During his Senate career, he has also spoken out from time to time on various issues. These include the need to investigate civil-rights violations, the future of the Peace Corps, concern over torture, war crimes, and terrorism. Like many contenders for the Presidency in 2008, he opposes the Iraq war.
Christopher Dodd has formed a position as a highly moderate Democrat. While he has put in the expected performance of a political career, he has done little to attract sharp attention to himself and has not gone out of his way to attach himself to any particular issue nor has he done anything too controversial. He might be seen as a modern-day Calvin Coolidge, being somewhat taciturn. When interviewed about his consideration of running for President, he responded "It's an itch. Could grow. Could disappear." His pace is described as "carefully measured".

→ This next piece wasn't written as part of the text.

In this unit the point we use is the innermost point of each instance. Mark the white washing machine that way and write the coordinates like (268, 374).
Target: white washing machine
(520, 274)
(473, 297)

In spite of this, he has been a frequent fixture on television shows. Since 2000, he has appeared on "Late Night with Conan O'Brien", "The Daily Show", "Face the Nation", "Hardball with Chris Matthews", "Larry King Live", "The Al Franken Show", "Meet the Press", "NBC Nightly News", "The Colbert Report", and several other news shows. he has received endorsements from the Kennedy family and the International Association of Fire Fighters.
Christopher Dodd has in fact admitted that he has allowed his bid for President to lapse behind the front-runners, but expressed some optimism that he will draw support anyway due his stance on issues.